E Pluribus Unum and In God We Trust

E pluribus unum may not have a 1956 law behind it, but it has been, and remains a familiar and apt motto of the United States.

I don’t care what anybody says–I think that e plurbus unum is as much the motto of the United States as in God we trust. If a foreigner were to ask me to state our national motto, it’s probably the first one I’d think of. But then, I received my elementary schooling before 1956.

It was in 1956, at the height of the Cold War and the (atheistic) Red Scare that Congress passed a law that elevated in God we trust to the status of the “official” U.S. motto.

In God we trust had appeared on a U. S. coin as early as 1864, a reflection of the fears and religious fervor triggered by the War Between the States (1861-1864).

By 1909, the motto was on several coins, but not until 1955–again, a gesture triggered by the Cold War–was a law passed to make the inclusion of the words in God we trust mandatory on all U. S. coinage and paper money.

The phrase occurs in the last stanza of The Star-Spangled Banner:

O! thus be it ever, when freemen shall stand
Between their loved home and the war’s desolation.
Blest with vict’ry and peace, may the Heav’n rescued land
Praise the Power that hath made and preserved us a nation!
Then conquer we must, when our cause it is just,
And this be our motto: “In God is our trust.”

The Star-spangled Banner was written 1814. The U.S. Navy made use of it as an anthem as early as 1889, but it was not until 1931 that it was adopted as the national anthem.

Our other motto
E pluribus unum is the motto that appears on a scroll in the eagle’s beak on the Great Seal of the United States.

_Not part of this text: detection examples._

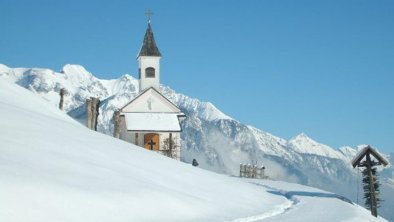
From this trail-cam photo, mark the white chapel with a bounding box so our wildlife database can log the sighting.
[118,16,186,160]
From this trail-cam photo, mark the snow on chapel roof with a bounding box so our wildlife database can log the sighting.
[138,20,161,56]
[122,113,182,132]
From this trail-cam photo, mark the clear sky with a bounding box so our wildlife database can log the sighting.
[0,0,394,152]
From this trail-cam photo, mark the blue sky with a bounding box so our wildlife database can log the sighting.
[0,0,394,152]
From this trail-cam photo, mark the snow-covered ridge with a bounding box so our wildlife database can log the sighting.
[0,64,394,221]
[287,133,351,159]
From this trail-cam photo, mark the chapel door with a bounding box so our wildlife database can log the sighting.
[144,133,160,150]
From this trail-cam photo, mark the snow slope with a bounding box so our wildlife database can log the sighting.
[0,64,394,221]
[0,76,385,222]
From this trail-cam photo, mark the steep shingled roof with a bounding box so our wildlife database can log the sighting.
[138,22,161,56]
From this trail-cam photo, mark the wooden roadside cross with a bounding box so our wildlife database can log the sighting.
[148,139,156,150]
[352,145,388,217]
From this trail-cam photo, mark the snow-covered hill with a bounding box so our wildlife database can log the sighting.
[0,75,386,222]
[0,65,394,220]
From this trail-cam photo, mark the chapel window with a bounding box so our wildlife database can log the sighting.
[145,67,155,78]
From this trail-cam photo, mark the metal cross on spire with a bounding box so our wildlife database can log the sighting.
[145,9,153,23]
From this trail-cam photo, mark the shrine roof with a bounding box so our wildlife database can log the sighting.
[352,146,388,168]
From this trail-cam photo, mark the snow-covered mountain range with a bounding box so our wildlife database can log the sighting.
[0,78,387,222]
[0,64,394,221]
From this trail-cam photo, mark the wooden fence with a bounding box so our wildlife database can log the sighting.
[239,163,268,179]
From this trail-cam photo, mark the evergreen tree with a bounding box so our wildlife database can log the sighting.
[362,167,382,212]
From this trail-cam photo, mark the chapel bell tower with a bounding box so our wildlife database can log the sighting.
[137,12,161,92]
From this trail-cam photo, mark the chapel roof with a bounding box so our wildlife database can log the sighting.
[138,20,161,57]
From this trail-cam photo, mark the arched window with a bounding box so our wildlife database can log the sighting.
[145,67,155,78]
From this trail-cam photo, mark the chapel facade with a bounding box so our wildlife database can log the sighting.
[115,19,186,160]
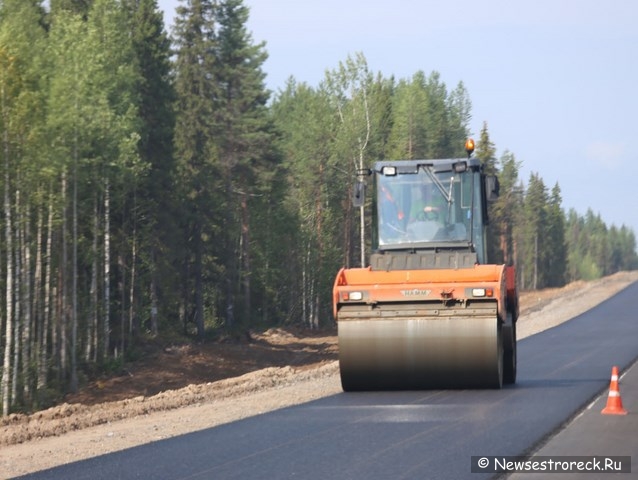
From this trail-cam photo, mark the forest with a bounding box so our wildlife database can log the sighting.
[0,0,638,416]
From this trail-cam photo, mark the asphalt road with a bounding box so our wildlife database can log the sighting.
[18,283,638,480]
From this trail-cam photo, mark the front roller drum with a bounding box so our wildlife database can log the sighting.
[338,317,503,391]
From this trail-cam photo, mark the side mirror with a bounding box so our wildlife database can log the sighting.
[485,175,500,202]
[352,180,366,208]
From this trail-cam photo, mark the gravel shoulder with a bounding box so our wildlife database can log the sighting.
[0,272,638,478]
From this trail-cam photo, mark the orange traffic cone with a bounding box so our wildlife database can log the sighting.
[600,367,627,415]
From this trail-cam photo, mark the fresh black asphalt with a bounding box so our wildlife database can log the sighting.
[18,283,638,480]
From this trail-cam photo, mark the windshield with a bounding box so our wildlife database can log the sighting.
[376,166,482,251]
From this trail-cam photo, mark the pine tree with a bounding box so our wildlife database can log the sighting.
[126,0,179,335]
[544,184,567,287]
[214,0,279,328]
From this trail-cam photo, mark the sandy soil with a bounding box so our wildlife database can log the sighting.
[0,272,638,478]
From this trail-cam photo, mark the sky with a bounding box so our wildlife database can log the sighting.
[158,0,638,236]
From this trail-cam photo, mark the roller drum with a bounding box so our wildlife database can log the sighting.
[338,315,503,391]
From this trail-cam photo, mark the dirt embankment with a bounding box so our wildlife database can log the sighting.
[0,272,638,478]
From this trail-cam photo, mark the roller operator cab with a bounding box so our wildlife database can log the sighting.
[333,141,518,391]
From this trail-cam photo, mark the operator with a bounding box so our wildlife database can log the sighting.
[410,188,444,222]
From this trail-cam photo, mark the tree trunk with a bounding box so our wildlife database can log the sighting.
[102,175,111,359]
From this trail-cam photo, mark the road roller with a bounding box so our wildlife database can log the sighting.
[333,140,519,391]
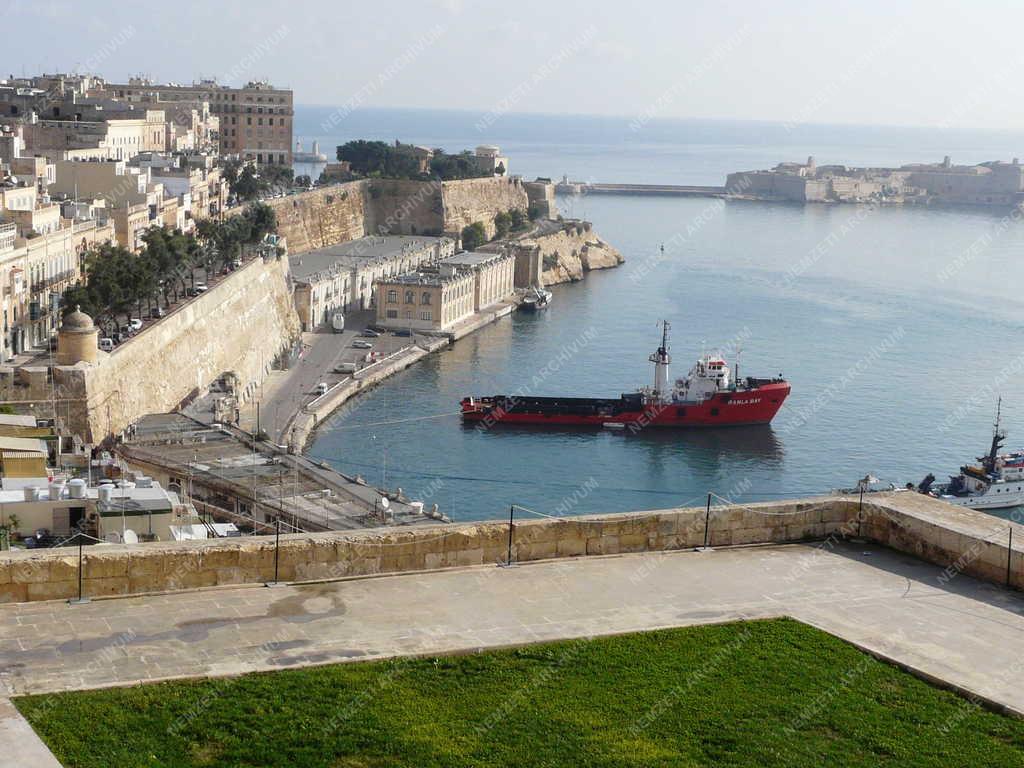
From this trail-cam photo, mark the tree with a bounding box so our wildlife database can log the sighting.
[495,211,512,240]
[462,221,487,251]
[338,138,391,176]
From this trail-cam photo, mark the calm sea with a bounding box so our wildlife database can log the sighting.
[297,108,1024,520]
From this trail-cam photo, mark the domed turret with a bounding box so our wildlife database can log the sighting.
[56,305,99,366]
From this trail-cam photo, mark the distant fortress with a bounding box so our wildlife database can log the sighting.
[292,138,327,163]
[725,156,1024,208]
[555,156,1024,208]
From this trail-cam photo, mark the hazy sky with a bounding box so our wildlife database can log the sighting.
[0,0,1024,130]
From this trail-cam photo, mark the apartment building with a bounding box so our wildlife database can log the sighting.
[376,263,476,332]
[103,78,295,167]
[290,234,455,330]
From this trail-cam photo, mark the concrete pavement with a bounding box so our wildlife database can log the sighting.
[6,544,1024,713]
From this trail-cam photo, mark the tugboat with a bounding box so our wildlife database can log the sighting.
[461,321,790,432]
[522,286,554,312]
[918,398,1024,510]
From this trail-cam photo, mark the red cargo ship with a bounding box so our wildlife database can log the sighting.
[462,322,790,431]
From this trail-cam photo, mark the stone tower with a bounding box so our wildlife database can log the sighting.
[57,306,99,366]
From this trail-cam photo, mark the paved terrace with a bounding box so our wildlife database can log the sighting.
[0,544,1024,714]
[118,414,434,530]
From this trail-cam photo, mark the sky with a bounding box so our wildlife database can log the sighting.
[0,0,1024,131]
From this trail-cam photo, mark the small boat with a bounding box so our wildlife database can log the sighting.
[918,399,1024,510]
[522,286,554,312]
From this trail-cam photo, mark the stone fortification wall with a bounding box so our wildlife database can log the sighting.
[266,181,372,253]
[442,176,529,239]
[516,221,625,286]
[8,493,1024,602]
[267,177,529,253]
[62,258,299,441]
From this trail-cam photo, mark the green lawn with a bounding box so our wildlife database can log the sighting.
[16,620,1024,768]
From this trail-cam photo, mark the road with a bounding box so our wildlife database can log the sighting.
[241,311,411,444]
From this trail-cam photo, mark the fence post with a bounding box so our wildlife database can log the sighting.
[857,485,864,539]
[264,515,285,587]
[68,531,89,605]
[505,504,515,567]
[1007,524,1014,587]
[703,492,711,549]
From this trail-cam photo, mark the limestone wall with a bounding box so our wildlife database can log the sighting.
[516,221,625,286]
[0,493,1024,602]
[62,258,299,441]
[442,176,529,240]
[266,181,370,253]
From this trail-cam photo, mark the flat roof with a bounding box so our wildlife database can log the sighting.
[377,271,471,286]
[0,435,48,456]
[289,234,453,280]
[441,251,511,266]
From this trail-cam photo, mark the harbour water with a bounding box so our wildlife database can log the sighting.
[300,105,1024,520]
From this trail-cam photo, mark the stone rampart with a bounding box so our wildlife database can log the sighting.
[62,258,299,441]
[6,493,1024,602]
[441,176,529,239]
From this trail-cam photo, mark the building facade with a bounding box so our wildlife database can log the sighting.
[376,263,476,332]
[103,78,295,168]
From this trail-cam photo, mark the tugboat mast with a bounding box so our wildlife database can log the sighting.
[982,397,1007,474]
[647,321,672,399]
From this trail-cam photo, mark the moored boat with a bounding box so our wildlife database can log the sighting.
[918,399,1024,510]
[461,322,791,432]
[521,287,554,312]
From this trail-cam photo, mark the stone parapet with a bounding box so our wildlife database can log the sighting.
[0,493,1024,602]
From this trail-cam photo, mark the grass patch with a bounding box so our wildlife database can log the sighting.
[15,620,1024,768]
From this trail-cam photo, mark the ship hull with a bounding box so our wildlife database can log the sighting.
[462,382,790,431]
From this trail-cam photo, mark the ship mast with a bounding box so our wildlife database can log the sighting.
[647,321,672,399]
[982,397,1007,474]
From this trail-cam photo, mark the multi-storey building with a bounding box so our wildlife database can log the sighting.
[290,234,455,331]
[103,78,295,167]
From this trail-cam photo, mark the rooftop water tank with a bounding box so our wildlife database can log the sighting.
[68,478,85,499]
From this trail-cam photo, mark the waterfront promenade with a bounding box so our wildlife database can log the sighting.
[6,544,1024,714]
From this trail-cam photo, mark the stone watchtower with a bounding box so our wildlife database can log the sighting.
[57,305,99,366]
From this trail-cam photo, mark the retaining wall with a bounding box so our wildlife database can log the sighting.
[6,494,1024,602]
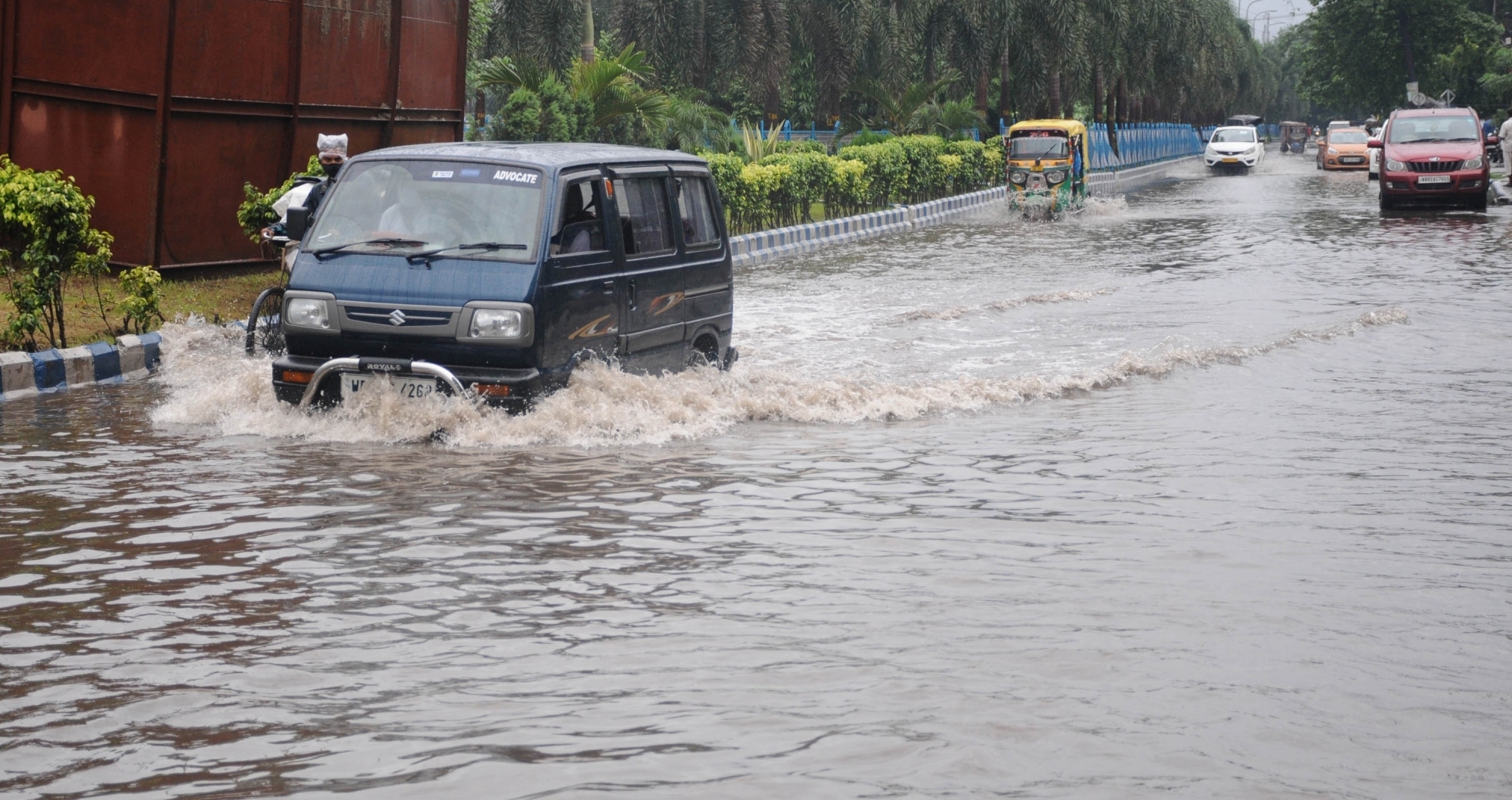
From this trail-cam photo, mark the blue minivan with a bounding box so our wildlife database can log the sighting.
[272,142,738,407]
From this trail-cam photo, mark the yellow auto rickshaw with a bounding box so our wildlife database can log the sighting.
[1009,119,1092,213]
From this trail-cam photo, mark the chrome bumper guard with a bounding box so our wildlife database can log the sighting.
[299,358,467,408]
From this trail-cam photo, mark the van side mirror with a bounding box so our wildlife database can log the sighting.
[284,206,310,242]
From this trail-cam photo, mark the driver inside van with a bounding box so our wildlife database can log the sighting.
[552,181,603,254]
[378,186,435,240]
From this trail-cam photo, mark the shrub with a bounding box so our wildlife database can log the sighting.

The literal meaning of e pluribus unum is “out of many, one.” The framers of the Constitution were thinking of the thirteen colonies united under one federal government. They may also have been thinking of the six European countries from which the earliest colonists (they didn’t think of counting Africans as colonists, of course) had come to these shores: England, Scotland, Ireland, France, Holland, and Germany. When I was in elementary school, we were taught that it meant all the different immigrants who had assimilated to make one peaceful country out of their many different origins.

Arguing over whether or not E pluribus unum can be called “the motto of the United States” is like arguing that we mustn’t refer to ourselves as Americans because we’re not the only country in North America. Or that we mustn’t call a buffalo a buffalo because it’s “really” a bison.

E pluribus unum may not have a 1956 law behind it, but it has been, and remains a familiar and apt motto of the United States.